This alone dramatically reduces the deliberate troll potential of the ability. But it’s not zero. After a bit of practice in a game against bots, I was able to occasionally pull an ally into a pit on purpose, without dying myself, but it was clearly something I wasn’t meant to do. However, this only applies to pulling an ally into an environmental kill.
It’s impossible for the game to prevent Lifeweaver from, say, pulling an ally out of cover and directly into a Widowmaker’s line of fire. Or, like so many clumsy Mei, accidentally ruin a teammate’s ult by snatching them out of position. On that note, characters that can’t move during their ultimate, like Pharah, Bastion, and even Reaper, can be pulled during their ultimates. Which could go very well or very poorly.

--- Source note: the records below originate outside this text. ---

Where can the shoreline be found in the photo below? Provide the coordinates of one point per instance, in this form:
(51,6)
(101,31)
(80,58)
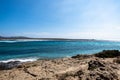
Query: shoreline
(101,66)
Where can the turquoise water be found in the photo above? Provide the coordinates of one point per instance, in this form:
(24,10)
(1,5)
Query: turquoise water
(52,49)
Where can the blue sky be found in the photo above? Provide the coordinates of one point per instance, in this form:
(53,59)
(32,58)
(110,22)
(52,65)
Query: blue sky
(93,19)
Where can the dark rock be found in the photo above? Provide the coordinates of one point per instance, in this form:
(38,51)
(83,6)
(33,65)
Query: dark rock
(108,54)
(93,64)
(82,56)
(117,60)
(9,65)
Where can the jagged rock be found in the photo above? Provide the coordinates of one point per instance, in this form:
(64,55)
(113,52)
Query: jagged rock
(81,56)
(9,65)
(108,54)
(93,64)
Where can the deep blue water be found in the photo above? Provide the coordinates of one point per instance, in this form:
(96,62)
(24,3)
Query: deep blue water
(52,49)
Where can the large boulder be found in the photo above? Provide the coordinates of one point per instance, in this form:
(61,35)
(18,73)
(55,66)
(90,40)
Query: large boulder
(108,54)
(9,65)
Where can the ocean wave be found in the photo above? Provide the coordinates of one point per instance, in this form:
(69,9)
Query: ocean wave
(21,60)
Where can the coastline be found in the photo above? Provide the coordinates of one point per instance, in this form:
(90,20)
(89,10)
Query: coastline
(79,67)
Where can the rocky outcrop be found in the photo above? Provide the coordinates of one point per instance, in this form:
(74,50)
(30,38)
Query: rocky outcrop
(75,68)
(108,54)
(9,65)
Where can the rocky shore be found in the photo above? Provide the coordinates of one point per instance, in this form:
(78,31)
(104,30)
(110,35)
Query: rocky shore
(100,66)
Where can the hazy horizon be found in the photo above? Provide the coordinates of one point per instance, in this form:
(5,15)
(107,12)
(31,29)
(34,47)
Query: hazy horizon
(75,19)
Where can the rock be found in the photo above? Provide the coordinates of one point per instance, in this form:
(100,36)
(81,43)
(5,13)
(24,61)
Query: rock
(117,60)
(9,65)
(108,54)
(82,56)
(93,64)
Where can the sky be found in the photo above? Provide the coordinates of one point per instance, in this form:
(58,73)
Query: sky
(81,19)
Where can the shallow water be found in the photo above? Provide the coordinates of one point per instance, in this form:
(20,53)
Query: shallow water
(15,50)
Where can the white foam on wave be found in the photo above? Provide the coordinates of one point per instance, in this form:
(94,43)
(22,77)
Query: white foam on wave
(21,60)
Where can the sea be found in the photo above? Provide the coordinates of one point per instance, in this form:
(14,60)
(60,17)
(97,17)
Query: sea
(24,50)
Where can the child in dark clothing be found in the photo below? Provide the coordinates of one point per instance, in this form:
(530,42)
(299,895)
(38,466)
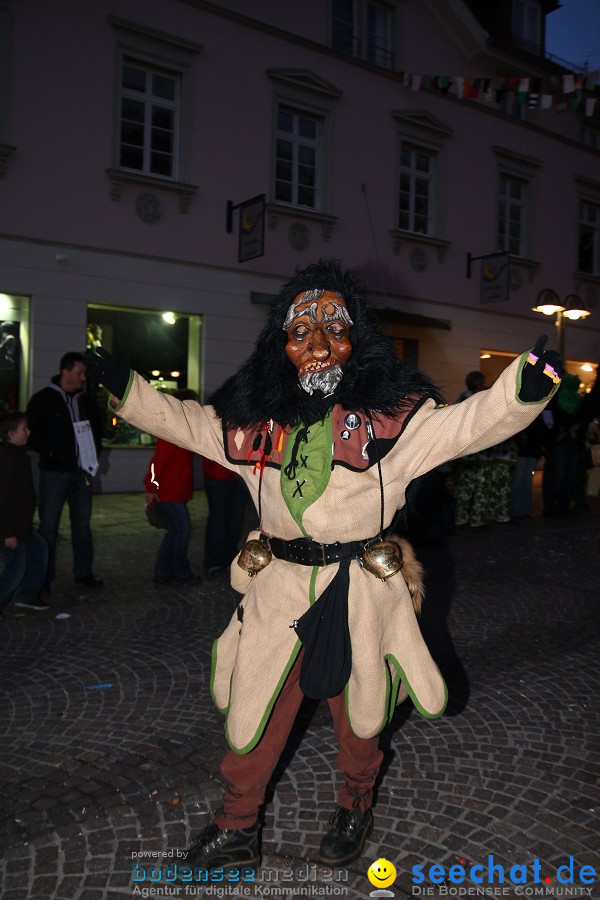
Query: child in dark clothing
(23,551)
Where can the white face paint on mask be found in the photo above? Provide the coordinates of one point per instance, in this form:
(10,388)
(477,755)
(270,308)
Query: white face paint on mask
(325,381)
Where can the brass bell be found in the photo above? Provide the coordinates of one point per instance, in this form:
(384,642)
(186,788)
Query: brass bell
(254,556)
(382,559)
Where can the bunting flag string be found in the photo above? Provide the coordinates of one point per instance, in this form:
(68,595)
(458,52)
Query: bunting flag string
(559,92)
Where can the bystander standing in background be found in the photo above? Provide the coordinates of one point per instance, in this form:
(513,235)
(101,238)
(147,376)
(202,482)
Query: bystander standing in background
(65,431)
(23,551)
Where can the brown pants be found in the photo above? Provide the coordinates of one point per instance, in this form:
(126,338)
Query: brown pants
(248,775)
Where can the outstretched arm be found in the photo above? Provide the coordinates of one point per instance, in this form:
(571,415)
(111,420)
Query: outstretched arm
(435,436)
(182,422)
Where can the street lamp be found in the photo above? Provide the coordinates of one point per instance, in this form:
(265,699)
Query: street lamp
(572,307)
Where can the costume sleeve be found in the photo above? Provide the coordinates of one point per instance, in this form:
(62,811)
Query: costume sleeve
(436,435)
(183,422)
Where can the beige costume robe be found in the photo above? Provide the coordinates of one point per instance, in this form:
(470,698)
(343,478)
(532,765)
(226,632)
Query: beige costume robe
(389,657)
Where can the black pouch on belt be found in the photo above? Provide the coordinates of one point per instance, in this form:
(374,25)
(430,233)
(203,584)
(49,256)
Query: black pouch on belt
(324,632)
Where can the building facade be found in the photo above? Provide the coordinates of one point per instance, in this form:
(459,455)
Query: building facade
(166,165)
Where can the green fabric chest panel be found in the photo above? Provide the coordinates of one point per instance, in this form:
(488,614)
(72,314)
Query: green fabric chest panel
(312,472)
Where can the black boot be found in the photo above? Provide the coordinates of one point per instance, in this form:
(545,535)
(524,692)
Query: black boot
(347,838)
(215,848)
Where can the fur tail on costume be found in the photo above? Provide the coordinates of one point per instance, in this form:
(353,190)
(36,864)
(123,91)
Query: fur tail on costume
(412,571)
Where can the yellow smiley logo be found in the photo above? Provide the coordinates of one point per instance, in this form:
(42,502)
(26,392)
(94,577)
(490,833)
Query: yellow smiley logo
(381,873)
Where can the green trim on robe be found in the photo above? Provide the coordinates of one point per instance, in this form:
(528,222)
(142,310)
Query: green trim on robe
(318,453)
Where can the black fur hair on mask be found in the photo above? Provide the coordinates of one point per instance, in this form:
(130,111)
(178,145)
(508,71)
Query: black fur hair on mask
(375,380)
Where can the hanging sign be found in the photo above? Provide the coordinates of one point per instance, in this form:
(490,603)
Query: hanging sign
(494,278)
(251,229)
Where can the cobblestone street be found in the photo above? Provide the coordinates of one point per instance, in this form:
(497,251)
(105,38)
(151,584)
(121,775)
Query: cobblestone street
(111,744)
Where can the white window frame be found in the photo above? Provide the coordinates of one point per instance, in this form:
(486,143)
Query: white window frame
(589,220)
(514,167)
(526,34)
(588,197)
(415,175)
(304,93)
(420,131)
(298,142)
(150,102)
(165,54)
(360,38)
(507,206)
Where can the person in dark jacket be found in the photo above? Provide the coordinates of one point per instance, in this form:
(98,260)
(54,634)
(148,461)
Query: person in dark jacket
(169,482)
(65,431)
(23,551)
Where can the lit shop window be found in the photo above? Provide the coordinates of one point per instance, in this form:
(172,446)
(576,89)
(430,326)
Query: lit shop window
(14,351)
(163,346)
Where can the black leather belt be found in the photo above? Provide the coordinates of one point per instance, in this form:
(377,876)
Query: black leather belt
(306,552)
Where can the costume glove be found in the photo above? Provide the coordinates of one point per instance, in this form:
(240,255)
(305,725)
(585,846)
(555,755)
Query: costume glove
(540,373)
(111,371)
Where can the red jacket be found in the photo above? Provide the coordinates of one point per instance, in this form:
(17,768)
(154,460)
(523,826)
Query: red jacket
(171,467)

The brief period of invulnerability Life Grip offers helps mitigate the potential harm, similarly limiting its troll potential, but it’s not a panacea. Anything a Lifeweaver could pull their ally away from is something he could pull them into. D.va’s bomb, Junkrat’s tire, Mei’s blizzard, Rein’s shatter, Zarya’s grav.

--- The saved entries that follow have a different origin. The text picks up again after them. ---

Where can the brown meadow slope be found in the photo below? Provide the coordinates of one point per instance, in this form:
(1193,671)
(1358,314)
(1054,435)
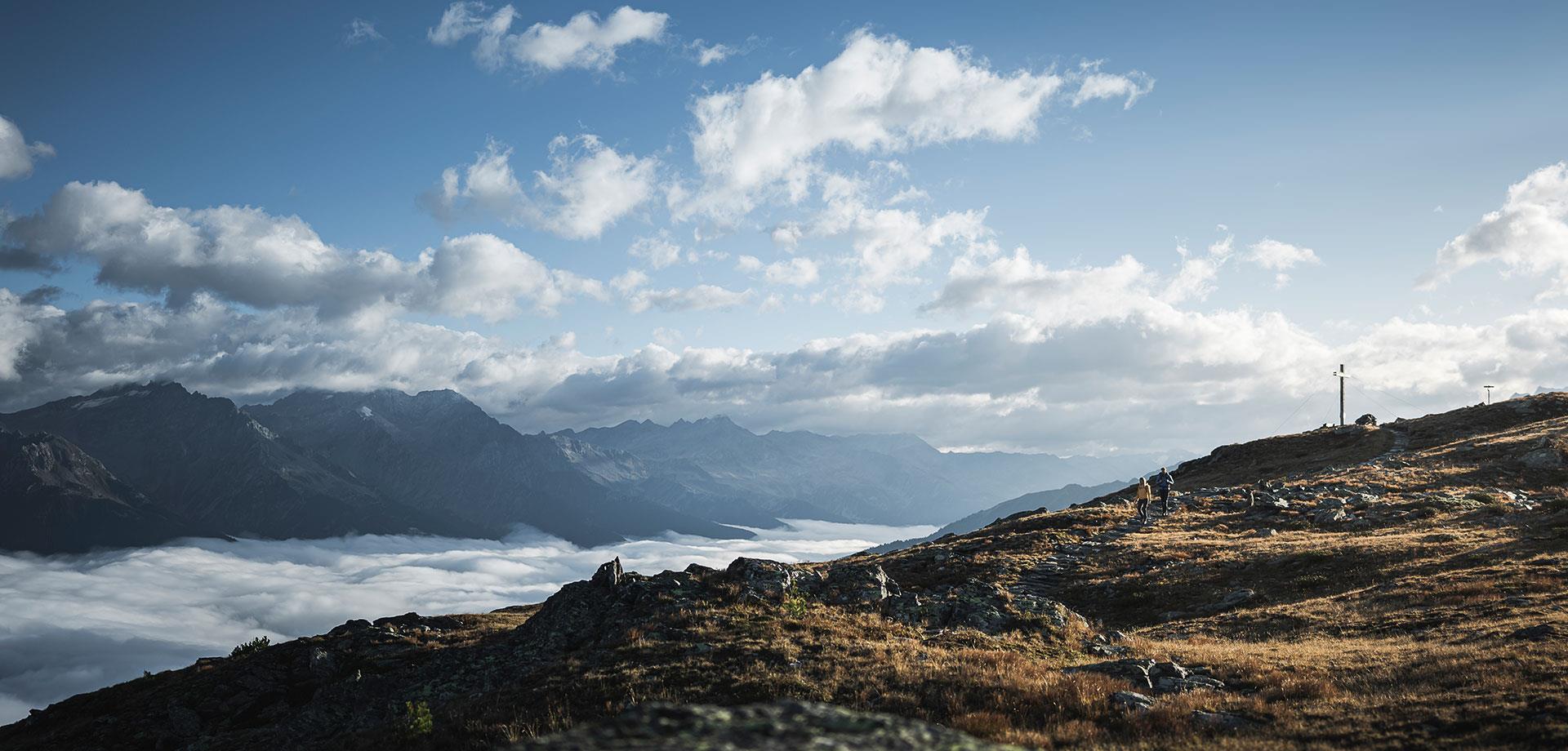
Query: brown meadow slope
(1397,587)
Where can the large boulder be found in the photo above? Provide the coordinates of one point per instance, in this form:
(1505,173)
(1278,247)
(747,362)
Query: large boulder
(858,585)
(764,579)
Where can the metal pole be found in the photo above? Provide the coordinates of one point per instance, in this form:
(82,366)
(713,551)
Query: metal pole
(1341,394)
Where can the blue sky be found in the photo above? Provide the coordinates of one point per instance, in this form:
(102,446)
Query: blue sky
(1339,129)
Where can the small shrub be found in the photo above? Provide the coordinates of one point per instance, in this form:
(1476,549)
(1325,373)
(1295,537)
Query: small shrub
(417,718)
(256,645)
(795,606)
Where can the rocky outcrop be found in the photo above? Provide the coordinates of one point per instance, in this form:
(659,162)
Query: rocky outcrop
(777,727)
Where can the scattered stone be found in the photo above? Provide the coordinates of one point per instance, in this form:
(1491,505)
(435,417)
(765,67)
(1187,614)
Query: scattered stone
(1131,701)
(1332,516)
(1129,669)
(1539,632)
(323,667)
(860,585)
(608,574)
(416,623)
(350,628)
(1230,601)
(1170,684)
(777,727)
(1544,458)
(1167,670)
(1222,720)
(764,579)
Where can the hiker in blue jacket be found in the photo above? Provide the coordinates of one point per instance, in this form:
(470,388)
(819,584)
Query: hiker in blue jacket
(1162,485)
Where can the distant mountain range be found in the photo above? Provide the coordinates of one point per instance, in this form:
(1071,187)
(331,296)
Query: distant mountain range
(138,464)
(1043,500)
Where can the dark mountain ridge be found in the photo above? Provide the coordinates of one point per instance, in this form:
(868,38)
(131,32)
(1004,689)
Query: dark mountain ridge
(204,460)
(438,452)
(883,478)
(59,499)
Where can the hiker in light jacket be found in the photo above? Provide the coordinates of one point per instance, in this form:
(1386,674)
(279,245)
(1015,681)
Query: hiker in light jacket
(1162,485)
(1143,494)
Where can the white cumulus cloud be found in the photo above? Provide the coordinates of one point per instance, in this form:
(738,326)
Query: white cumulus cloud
(16,154)
(248,256)
(586,41)
(879,95)
(587,190)
(1528,234)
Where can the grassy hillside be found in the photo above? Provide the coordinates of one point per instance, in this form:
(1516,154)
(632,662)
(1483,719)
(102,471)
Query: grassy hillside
(1371,587)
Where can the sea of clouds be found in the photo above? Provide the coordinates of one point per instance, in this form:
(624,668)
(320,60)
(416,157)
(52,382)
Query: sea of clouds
(78,623)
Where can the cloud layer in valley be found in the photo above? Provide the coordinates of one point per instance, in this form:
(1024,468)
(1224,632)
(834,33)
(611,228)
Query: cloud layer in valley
(85,621)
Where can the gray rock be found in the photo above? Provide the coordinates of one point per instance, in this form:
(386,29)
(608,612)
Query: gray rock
(1172,684)
(1131,701)
(765,579)
(1544,458)
(1167,670)
(1539,632)
(1233,599)
(323,667)
(1222,720)
(860,585)
(1131,669)
(1332,516)
(608,574)
(778,727)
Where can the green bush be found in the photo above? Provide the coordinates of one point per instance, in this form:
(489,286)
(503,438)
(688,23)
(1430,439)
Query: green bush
(795,606)
(416,718)
(256,645)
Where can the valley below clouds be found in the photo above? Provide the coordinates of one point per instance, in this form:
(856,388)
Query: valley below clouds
(76,623)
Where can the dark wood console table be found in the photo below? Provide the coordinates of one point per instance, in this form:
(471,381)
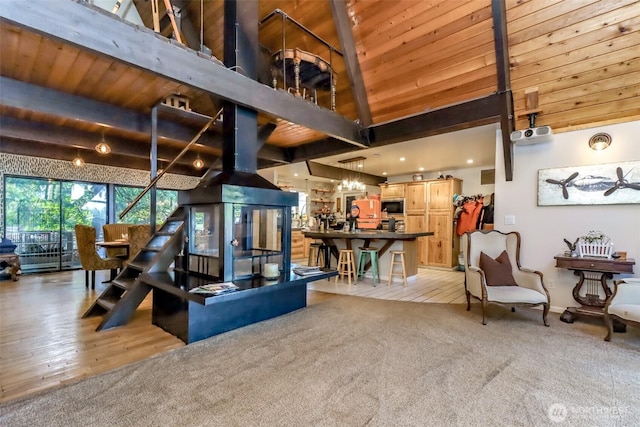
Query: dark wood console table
(593,274)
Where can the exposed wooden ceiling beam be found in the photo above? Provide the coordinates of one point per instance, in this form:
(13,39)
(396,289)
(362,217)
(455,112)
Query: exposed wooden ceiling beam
(25,96)
(92,29)
(347,42)
(36,149)
(499,14)
(473,113)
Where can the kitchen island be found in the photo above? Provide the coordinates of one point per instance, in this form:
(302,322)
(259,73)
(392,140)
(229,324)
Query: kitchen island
(385,241)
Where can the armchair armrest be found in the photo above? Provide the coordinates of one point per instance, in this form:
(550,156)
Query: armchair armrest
(530,279)
(626,293)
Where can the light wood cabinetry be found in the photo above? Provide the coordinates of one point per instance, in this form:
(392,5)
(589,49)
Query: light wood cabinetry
(392,191)
(416,198)
(297,244)
(444,246)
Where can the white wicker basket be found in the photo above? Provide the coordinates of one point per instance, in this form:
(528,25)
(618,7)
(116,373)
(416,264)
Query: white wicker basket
(595,249)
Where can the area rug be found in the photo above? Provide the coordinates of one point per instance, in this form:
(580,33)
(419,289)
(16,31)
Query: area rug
(351,361)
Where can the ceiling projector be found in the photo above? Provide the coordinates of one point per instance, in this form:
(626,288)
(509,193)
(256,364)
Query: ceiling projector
(534,135)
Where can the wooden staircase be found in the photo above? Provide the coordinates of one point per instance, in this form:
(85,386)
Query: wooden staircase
(119,301)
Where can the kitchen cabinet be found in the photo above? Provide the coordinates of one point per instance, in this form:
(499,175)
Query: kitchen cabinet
(416,198)
(297,244)
(444,246)
(392,191)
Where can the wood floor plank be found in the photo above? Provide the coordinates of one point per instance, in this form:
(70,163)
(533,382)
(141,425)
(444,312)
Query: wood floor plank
(45,342)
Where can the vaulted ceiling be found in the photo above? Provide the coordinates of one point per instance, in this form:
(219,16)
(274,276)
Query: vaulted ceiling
(72,74)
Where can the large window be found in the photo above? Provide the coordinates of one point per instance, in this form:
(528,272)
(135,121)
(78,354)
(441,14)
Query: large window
(40,216)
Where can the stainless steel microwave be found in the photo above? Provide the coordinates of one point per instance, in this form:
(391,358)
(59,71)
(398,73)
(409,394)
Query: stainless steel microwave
(392,206)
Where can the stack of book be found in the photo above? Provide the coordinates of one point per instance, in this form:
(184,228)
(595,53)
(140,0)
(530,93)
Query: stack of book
(215,289)
(307,271)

It’s not a question of whether your team’s Lifeweaver is going to get you killed. It’s a question of when and how often.
The Overwatch Hierarchy of Decisionmaking
Depending on your role in Overwatch 2, you might have very different reactions to the sentence above. If you’re a tank, like Tercius, there’s a possibility you haven’t stopped grumbling since first hearing about this. (Even after explaining to Tercius the safeguards in place to prevent Lifeweaver from dropping him into a hole, he still adamantly dislikes the new ability.)

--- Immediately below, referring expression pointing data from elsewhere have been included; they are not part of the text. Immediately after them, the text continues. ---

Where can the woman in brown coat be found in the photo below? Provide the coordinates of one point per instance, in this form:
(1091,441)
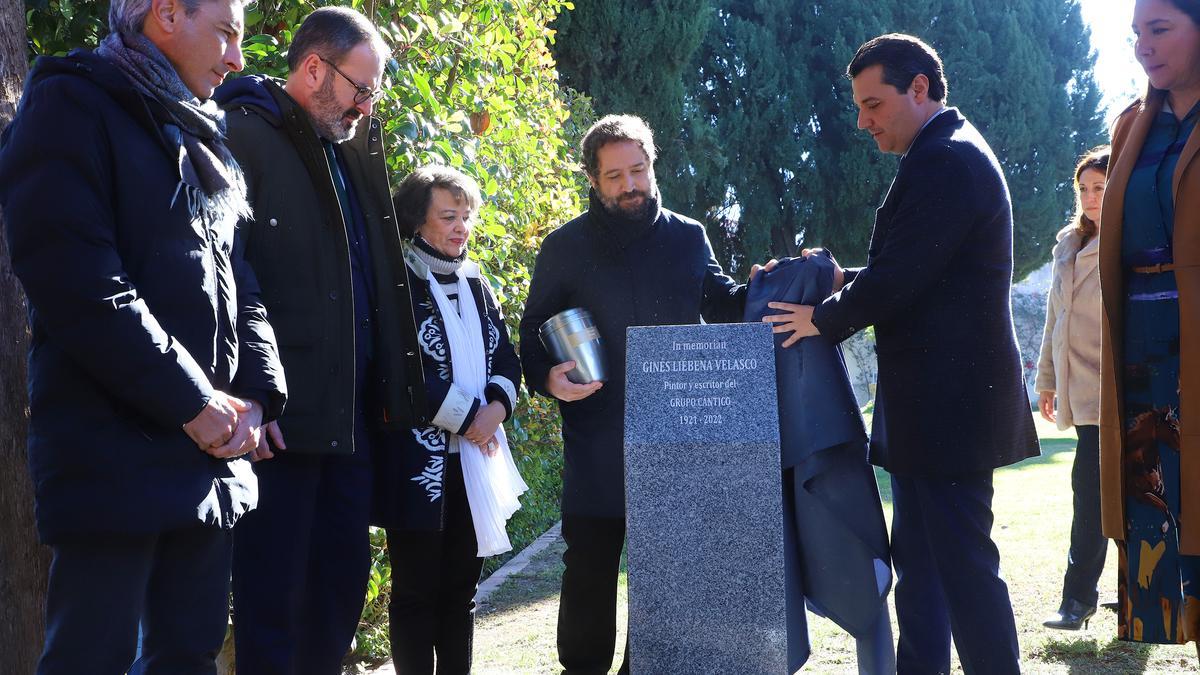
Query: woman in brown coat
(1150,364)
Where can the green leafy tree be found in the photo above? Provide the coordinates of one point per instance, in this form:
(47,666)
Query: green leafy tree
(636,57)
(774,157)
(471,84)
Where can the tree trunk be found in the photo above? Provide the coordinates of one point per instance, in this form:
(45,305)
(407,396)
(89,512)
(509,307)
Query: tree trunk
(24,562)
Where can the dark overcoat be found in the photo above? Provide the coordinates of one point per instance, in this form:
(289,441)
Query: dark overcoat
(409,464)
(951,394)
(138,308)
(298,246)
(665,275)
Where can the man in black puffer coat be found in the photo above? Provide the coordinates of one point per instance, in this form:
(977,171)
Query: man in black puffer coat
(327,252)
(151,365)
(629,262)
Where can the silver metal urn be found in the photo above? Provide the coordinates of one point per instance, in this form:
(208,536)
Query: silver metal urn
(571,335)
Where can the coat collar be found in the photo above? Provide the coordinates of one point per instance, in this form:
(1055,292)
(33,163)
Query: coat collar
(937,126)
(469,268)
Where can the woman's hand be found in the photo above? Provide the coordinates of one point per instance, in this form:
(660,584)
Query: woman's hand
(485,424)
(1045,404)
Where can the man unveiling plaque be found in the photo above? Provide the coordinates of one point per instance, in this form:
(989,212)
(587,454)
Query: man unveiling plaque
(703,501)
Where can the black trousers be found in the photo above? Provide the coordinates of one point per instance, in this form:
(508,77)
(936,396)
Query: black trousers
(433,580)
(301,562)
(175,583)
(587,610)
(948,577)
(1089,547)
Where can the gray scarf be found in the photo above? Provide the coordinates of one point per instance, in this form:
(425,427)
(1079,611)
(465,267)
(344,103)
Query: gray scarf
(209,177)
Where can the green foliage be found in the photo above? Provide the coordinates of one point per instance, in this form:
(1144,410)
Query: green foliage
(774,159)
(633,57)
(454,65)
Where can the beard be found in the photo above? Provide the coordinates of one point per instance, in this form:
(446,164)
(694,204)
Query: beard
(333,121)
(628,205)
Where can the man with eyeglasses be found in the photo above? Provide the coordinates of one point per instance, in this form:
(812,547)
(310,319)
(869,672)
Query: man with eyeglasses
(324,245)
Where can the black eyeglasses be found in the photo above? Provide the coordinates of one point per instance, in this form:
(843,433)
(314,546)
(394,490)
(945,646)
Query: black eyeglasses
(363,93)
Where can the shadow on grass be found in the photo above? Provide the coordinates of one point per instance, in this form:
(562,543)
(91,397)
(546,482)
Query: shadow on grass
(1051,449)
(538,581)
(1086,655)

On the other hand, if you’re a support main like me, you might finally feel a sense of balance for the first time in your Overwatch career. I have more hours with Mercy than any other character. (And to stave off the inevitable smears on my honor: Nerfing Guardian Angel was fine, you whiners.) And I’m well versed in the idea of another character’s decision getting you killed.
To understand the problem, we have to acknowledge an unspoken dynamic in Overwatch, which is that the roles are not created equal. There’s a soft hierarchy for who gets to decide when and how to engage in a team fight. Put simply, a tank can rush into a fight and a support can grudgingly follow, but it’s very difficult for a support to fall back from a fight they know is lost and convince the tank to disengage.
“Yeah, but that’s your choice,” Tercius told me, referring of course to my decision to save his Reinhardt-ass when he charges into a losing battle. “Life Grip isn’t my choice. It removes my agency.” (Tercius is actually a great Reinhardt and rarely does this, but I have to vent my frustration with Quickplay tanks somewhere.)